Para além dos pulmões: os efeitos do coronavírus nos rins




Depois dos pulmões, os rins são o órgão mais afetado pela Covid-19 (Foto: Divulgação/ iStock)


No início da pandemia causada pelo novo coronavírus, na China, pouco se sabia sobre a doença. E certamente ainda há muito a ser revelado pelos cientistas até a produção de vacinas e medicamentos eficazes. Porém, agora já se sabe que a Covid-19, primeiramente descrita apenas como uma infecção respiratória, pode afetar o funcionamento dos rins e outros órgãos do corpo, como o sistema circulatório, favorecendo a formação de coágulos no sangue, além do coração, fígado, intestino e até o cérebro. “Estamos diante de uma doença sistêmica, com diversos aspectos a serem investigados em todo o organismo. Sabemos que, depois da falência do pulmão, a falência renal é a mais comum em pacientes em estado grave de Covid-19”, disse o médico nefrologista José Suassuna, chefe do Setor de Nefrologia do Hospital Pedro Ernesto, da Universidade do Estado do Rio de Janeiro (Hupe/Uerj) e professor da Faculdade de Ciências Médicas da instituição.

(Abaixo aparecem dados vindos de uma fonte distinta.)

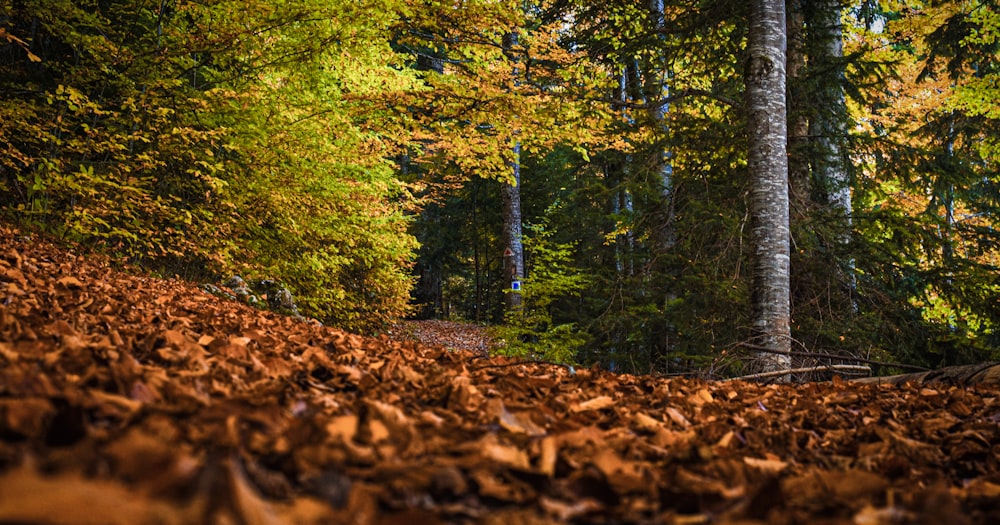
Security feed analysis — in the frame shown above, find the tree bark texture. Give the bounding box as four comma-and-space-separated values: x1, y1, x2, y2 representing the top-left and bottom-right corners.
806, 0, 851, 217
785, 0, 812, 215
744, 0, 791, 371
501, 32, 524, 312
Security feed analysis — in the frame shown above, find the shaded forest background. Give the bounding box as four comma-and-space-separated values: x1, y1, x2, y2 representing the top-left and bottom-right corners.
0, 0, 1000, 375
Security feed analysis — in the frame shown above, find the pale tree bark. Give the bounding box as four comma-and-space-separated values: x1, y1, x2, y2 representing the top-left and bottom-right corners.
744, 0, 791, 371
501, 32, 524, 312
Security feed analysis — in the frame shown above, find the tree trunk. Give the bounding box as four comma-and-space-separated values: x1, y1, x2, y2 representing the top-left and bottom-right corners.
501, 32, 524, 313
785, 0, 812, 215
808, 0, 851, 219
744, 0, 791, 371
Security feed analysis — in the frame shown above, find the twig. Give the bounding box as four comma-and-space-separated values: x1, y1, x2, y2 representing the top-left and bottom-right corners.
735, 341, 930, 372
722, 365, 872, 382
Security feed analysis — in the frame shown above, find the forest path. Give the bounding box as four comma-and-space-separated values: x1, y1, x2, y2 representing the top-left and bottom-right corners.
392, 319, 495, 356
0, 224, 1000, 525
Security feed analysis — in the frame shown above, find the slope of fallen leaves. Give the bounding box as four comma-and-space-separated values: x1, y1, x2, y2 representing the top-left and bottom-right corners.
0, 226, 1000, 524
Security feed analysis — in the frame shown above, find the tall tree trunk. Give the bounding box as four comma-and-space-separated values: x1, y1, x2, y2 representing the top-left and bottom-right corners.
744, 0, 791, 371
785, 0, 812, 215
807, 0, 851, 217
806, 0, 857, 302
501, 32, 524, 312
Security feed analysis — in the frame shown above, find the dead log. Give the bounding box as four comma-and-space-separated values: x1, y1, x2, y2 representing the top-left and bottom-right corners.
853, 363, 1000, 386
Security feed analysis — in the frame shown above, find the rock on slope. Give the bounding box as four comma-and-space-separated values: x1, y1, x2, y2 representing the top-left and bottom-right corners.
0, 226, 1000, 524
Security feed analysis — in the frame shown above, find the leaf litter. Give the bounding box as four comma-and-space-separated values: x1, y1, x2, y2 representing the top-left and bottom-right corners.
0, 226, 1000, 525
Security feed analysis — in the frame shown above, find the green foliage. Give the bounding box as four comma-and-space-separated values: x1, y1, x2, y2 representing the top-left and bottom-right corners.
493, 214, 589, 364
0, 0, 417, 331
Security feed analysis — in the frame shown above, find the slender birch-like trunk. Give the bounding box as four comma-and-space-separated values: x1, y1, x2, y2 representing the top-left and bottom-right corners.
744, 0, 791, 371
501, 32, 524, 312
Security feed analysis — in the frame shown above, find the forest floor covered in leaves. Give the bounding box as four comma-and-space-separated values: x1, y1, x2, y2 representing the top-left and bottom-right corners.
0, 226, 1000, 525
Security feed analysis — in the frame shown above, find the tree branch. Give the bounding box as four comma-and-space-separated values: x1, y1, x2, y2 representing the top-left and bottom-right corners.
722, 365, 872, 383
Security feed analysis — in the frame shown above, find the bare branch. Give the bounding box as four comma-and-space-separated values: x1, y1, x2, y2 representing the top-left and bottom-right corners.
722, 365, 872, 383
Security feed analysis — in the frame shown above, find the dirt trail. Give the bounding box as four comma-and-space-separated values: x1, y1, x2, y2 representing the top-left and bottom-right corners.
0, 226, 1000, 525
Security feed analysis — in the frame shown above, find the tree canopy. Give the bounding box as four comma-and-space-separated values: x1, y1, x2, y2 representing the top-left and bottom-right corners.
0, 0, 1000, 375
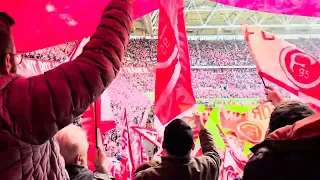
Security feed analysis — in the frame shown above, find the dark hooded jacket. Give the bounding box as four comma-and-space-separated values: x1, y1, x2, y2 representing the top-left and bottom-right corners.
0, 0, 132, 180
243, 115, 320, 180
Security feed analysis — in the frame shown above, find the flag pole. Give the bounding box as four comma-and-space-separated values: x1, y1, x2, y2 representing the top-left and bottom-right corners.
93, 102, 99, 149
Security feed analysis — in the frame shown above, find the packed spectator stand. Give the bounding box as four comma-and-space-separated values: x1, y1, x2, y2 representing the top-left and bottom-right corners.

Suassuna, que ao longo dos últimos anos contou com apoio da FAPERJ para a realização de suas pesquisas, tendo sido contemplado nos editais Pensa Rio e Apoio à Pesquisa em Transplante de Órgãos e Tecidos, explica que os pacientes com doenças renais estão entre os grupos de risco para a Covid-19, assim como pessoas portadoras de outras comorbidades, como diabetes, doenças cardíacas, respiratórias e hipertensão – muitas vezes, desconhecidas pelos próprios pacientes, que não dispõem de informação ou recursos para acompanhamento médico regular. “A doença renal crônica pode ser um dos fatores de risco que predispõe a uma evolução mais desfavorável da Covid-19”, disse. “Além da percepção mais comum, de que o rim é o grande filtro do organismo, pessoas com doenças renais também têm outras deficiências. Elas têm deficiência da resposta imunológica e, também, de alguns hormônios essenciais à saúde, como a eritropoietina, que regula a formação das hemácias, células de transporte de oxigênio no sangue”, completou.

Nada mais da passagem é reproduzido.